Since the Care Quality Commission (CQC) changed its inspection process, few learning disability care homes have achieved an outstanding rating. These ratings are notoriously difficult to come by, with less than 5% of the total number of inspected organisations achieving this rating. So, how has Resolve achieved this distinction in both their homes? Owners David King and Anne Graham explain.
Giving people the best chance
At Resolve, the ethos is on giving the residents the best possible life. All the residents have autism and/or a learning disability and a history of offending behaviour, with spells in hospital or prison. Most have had limited opportunities and meaningful life experiences.

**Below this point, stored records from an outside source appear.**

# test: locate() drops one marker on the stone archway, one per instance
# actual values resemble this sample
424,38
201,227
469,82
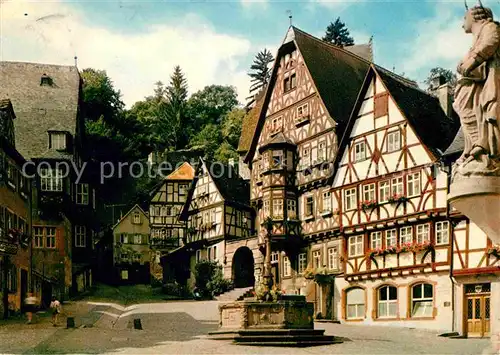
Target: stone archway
243,268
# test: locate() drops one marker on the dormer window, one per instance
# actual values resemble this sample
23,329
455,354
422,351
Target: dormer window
290,82
45,80
57,140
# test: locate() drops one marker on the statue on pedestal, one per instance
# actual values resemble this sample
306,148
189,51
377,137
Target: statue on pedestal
477,96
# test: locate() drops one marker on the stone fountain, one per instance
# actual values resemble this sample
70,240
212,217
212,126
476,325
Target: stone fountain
475,183
270,318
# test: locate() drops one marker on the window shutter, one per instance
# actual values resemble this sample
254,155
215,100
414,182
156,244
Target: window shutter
381,105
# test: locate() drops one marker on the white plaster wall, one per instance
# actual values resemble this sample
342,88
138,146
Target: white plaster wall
442,293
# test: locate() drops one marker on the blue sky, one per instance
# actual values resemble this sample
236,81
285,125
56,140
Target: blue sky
214,42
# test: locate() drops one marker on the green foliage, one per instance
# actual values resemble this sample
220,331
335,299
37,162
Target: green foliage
100,97
209,278
338,34
218,284
203,273
449,76
261,70
211,104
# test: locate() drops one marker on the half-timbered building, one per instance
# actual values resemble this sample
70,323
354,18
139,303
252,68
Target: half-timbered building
294,141
391,201
131,253
476,267
49,130
220,222
167,231
15,219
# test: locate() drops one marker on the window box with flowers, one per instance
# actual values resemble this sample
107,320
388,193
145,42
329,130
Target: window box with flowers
494,251
422,247
396,198
368,204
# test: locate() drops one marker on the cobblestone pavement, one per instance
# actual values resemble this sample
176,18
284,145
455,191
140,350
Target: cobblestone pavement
182,327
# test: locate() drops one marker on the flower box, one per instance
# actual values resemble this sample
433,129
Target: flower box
397,198
494,251
368,204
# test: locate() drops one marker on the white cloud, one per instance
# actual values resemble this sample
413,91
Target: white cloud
439,41
261,4
338,5
53,32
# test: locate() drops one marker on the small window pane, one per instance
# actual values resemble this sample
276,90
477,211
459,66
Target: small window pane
427,291
393,293
417,291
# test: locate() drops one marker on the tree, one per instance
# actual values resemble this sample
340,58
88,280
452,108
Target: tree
100,98
338,34
449,76
208,139
231,126
261,71
211,104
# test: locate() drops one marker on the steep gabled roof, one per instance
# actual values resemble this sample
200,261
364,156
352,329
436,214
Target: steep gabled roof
424,113
231,186
130,211
40,108
458,144
183,172
337,73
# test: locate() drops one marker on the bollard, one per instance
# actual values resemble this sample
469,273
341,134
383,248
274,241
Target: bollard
70,323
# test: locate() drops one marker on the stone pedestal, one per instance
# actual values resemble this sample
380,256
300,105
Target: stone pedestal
287,322
478,198
289,313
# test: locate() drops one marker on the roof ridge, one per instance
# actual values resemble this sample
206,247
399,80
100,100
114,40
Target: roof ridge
38,63
330,45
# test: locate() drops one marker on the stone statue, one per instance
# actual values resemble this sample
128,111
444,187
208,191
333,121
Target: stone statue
477,96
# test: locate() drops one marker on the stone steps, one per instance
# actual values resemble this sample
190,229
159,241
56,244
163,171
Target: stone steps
285,337
233,295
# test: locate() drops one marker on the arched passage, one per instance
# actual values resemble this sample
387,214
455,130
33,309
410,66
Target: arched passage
243,268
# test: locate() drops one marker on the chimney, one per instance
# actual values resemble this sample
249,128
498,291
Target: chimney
441,89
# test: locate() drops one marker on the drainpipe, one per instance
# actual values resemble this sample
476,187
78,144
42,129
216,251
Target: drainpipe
447,170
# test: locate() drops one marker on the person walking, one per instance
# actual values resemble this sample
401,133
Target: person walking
30,305
55,307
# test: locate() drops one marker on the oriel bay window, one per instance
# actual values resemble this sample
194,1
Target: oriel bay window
291,208
302,263
333,258
387,302
356,245
369,192
82,194
287,268
413,184
327,201
278,208
350,199
376,240
442,232
397,186
391,238
277,160
422,296
317,259
405,235
355,303
309,206
51,179
423,233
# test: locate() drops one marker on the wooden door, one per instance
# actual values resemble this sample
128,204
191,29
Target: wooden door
478,316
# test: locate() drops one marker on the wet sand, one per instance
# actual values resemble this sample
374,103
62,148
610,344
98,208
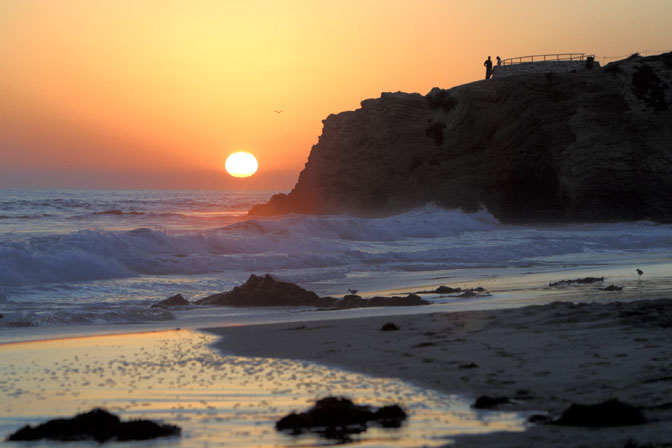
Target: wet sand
176,376
543,357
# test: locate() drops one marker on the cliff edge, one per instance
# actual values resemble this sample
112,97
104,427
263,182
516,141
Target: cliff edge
584,146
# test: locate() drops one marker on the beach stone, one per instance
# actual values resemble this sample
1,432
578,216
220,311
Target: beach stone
487,402
608,413
98,425
176,300
584,280
266,291
447,290
353,301
340,416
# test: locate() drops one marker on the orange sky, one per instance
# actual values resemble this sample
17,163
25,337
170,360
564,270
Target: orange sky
156,93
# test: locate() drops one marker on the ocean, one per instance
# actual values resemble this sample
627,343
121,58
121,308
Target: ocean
78,262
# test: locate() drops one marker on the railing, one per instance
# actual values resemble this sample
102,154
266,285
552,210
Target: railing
547,57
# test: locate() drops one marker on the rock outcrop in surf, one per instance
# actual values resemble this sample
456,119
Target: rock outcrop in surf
585,146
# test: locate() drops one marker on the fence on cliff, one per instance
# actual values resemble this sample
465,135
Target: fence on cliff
569,57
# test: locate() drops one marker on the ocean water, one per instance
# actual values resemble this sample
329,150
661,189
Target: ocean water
88,261
77,263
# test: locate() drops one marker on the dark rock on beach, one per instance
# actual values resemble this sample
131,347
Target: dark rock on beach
352,301
337,416
176,300
266,291
487,402
447,290
587,146
581,281
608,413
441,290
98,425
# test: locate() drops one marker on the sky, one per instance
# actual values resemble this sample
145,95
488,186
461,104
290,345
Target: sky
157,93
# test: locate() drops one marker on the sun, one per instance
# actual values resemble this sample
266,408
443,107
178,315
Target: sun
241,164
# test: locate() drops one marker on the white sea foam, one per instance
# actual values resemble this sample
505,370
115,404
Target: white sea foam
428,238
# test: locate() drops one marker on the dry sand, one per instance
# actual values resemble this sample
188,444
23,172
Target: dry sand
546,357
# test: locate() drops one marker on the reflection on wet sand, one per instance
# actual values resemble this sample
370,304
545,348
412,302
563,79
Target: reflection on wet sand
176,377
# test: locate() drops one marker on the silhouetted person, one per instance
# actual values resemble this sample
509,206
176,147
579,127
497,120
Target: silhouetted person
488,68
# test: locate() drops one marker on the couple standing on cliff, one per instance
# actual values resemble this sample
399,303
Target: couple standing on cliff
488,67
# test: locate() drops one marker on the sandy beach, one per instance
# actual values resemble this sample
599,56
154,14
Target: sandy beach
543,358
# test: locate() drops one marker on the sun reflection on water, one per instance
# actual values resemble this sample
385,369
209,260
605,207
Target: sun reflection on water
176,377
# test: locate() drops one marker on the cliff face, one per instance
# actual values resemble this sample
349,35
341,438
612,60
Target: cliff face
591,145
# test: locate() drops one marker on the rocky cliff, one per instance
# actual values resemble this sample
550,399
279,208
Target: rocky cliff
591,145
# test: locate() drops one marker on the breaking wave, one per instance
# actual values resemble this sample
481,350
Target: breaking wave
427,238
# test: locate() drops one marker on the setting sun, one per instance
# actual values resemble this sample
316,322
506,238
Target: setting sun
241,164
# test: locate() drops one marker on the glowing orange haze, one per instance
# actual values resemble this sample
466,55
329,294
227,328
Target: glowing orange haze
132,93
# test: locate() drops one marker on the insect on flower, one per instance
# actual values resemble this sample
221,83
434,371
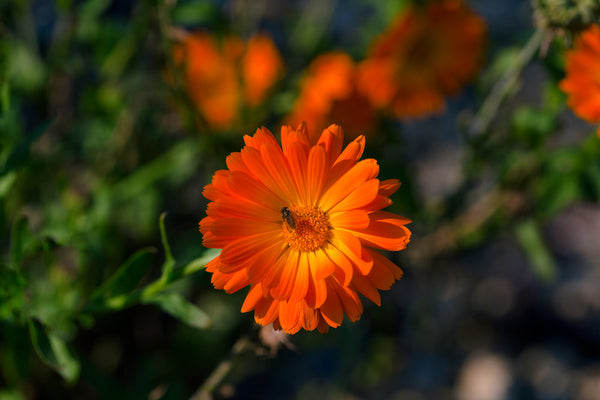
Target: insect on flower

This is something that the CQC has recognised, as David King remembers: “We got a press release from the deputy chief inspector at the CQC, which said: ‘the staff at Resolve should feel very proud of the work they do. I would recommend all other providers ask Resolve about how they achieve what they do.’
Feels like home
One of the main aims of Resolve is to ensure that environment and decor do not feel like a care home – they are the residents’ home and the building should reflect this, with modern and homely furnishings.
Developing Strong Relationships
Relationships are key to the Resolve way of working, and growing trust and an open relationship with each resident, is central to this.
“What we do is two-pronged. We are very focused on the management of risk – but equal to that is giving the service users a quality of life. We work hard to give someone the best quality of life possible while putting that effort in to make sure that everyone is protected,” says David King.
Graham adds: “It is important the service users are involved in decision-making and their care. They are involved in the writing of the care plans; they are agreed before they try new things. In doing this, service users’ anxieties are reduced and it also enables new experiences to be introduced at their pace.”
The team at Resolve also understand that contingency plans are necessary in case things don’t go as planned – and the service users are also involved in this.
Genuine community engagement
The emphasis at Resolve is for service users to have genuine engagement with the local community, doing activities that they enjoy and are purposeful. The ultimate goal is for them to be accepted as equals.
But it took a long time – and a lot of perseverance – for Resolve to get to the stage where its residents are valued in the community. Securing volunteering opportunities for residents was often met with rejection when organisations were told of the volunteers backgrounds and their learning disability and it took a long time to establish these openings. “But once they get to know our service users it is ‘can they come in and do an extra day?’, but it is getting that foot in the door”, says Graham, adding that it has been a crucial part of the residents’ development.
Staff Recruitment & Retention
To develop strong relationships with residents, a stable and dedicated staff team is needed, and another strong part of Resolve’s philosophy is in recruiting people who fit the service users.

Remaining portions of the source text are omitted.